Personal Alchemy

personal development Jul 05, 2019
 

Isn’t it ironic that we have more solutions for depression, more books on financial planning, more leaders in the positive thinking movement, and more health solutions than ever before and yet, despite all that, our problems not only persist, they are expanding! I have spent half a lifetime trying to figure out the secret to happiness, looked to uncover the hidden solution that would transform my life into all I ever could have imagined it to be, but still seemed to come up short. I had health in many respects, but my quest for what I thought was healthy (image) only served to burn me out. I read endless books on personal development, psychology, and philosophy and had answers for the world, but none that seemed to unlock the key that would enrich my life the way I had hoped. I sought my happiness in the eyes of others and had not taken the time to ask of myself what happiness meant to me. So now standing at the precipice of my life I realize that I have been given a gift, and the gift is the realization that in order for my life to be what it was meant to be I would have to accept my role as an “alchemist”.

If you remember that historically alchemy was about the efforts of turning lead into gold, and of course the alchemist was the seeker of the knowledge that would allow the impossible to become possible. Though I am not sure if anyone ever figured out how to turn lead into gold, I saw amazing a parallel to what we witness today in the positive thinking and personal development movement. If you look again at what the alchemist was trying to do, convert one thing, lead, which is dull, poisonous as we know today, seemingly worthless, into shiny, beautiful, valuable gold, isn’t that what we are doing with our life story? 

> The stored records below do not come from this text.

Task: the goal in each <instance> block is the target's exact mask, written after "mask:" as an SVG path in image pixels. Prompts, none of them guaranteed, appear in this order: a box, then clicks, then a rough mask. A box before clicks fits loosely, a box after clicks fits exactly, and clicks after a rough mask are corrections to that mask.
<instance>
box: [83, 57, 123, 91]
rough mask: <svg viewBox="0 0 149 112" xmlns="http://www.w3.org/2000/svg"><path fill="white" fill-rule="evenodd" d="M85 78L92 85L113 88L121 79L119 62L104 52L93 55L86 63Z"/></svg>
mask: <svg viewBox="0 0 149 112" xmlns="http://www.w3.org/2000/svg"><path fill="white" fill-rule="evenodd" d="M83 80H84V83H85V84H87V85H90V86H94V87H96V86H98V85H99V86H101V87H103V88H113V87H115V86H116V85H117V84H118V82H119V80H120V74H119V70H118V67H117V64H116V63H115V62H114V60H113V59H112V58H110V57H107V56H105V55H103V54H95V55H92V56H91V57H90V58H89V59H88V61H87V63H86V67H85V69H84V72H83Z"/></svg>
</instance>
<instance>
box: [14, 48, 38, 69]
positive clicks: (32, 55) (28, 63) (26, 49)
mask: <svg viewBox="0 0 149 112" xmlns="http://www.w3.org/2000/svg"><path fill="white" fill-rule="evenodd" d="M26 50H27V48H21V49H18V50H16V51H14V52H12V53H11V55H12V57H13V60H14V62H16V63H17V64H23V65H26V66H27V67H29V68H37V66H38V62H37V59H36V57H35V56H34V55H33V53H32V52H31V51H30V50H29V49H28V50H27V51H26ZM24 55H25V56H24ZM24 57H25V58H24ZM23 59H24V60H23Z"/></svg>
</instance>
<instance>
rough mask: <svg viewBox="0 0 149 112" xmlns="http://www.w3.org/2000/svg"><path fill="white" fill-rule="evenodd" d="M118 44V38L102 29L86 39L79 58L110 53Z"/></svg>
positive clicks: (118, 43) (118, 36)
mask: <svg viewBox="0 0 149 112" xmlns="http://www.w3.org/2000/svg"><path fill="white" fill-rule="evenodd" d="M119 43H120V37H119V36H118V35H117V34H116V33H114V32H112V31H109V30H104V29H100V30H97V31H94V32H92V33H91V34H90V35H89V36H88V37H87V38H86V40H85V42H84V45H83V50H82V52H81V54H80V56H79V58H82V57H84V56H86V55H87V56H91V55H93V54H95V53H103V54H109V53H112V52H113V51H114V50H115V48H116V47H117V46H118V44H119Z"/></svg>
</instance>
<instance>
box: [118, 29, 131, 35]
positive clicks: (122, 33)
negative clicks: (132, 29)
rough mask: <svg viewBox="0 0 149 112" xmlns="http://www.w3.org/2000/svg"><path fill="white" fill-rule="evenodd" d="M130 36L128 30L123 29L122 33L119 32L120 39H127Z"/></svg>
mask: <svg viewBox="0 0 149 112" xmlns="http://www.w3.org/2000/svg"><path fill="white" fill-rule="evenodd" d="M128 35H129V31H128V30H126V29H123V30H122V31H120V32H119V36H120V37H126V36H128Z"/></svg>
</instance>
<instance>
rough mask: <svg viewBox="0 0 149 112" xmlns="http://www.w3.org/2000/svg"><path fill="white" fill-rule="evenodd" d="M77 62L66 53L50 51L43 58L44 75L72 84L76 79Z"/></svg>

What we see in personal development most often, as was in the case for me for many years, was that we were trying to cover the lead with gold, disguising it so no one would see what was underneath due to shame, fear, unworthiness. And as the gold wore off we frantically applied another coat to the lead, staving off for the moment the risk of the world seeing our faults, our darkness, what we most despise about ourselves.

What we forgot was that to be a true alchemist in the arena of personal development we need to actually change the meaning of our past so that it serves us, so it becomes something precious here today. And how do you do that? As the alchemist worked on turning lead into gold, we can use all our experiences as a tool to teach others, to support those who are presently walking the same path we had traveled once upon a time. What I most despised and hated about myself was to become the greatest gift I could have received. I was given the gift of empathy, for I know the path you are walking. I was given the gift of perseverance, and it has kept me moving forward when at times I simply wanted to quit. I was given the gift of intuition, and it guides me forward, aligning me with the right book, friend or mentor. The gifts when bestowed upon me did not feel like gifts, and at the time I wondered what I did to deserve all that had befallen me. A great mentor had suggested to me that perhaps it was a sacred contract I signed with the universe before I was born, that perhaps I asked for strength, perseverance, compassion, intuition, knowledge, empathy, and the only way to develop these gifts was to be put in a place that forced me to acquire attributes so that today when I sit down with another fellow human being, I can read their struggles, for I have walked their path, and I can be the shoulder they can lean upon until they are strong enough to do it on their own.

My sacred contract allowed me to be here today as a servant leader, and the impact I wish to have on the world is a direct result of the challenges I endured over the course of my life. I finally understand that I can no longer simply “paint over” the pain and suffering, but I can transform those experiences into something amazing, far more valuable than gold will ever be. I now understand what it truly means to be an alchemist.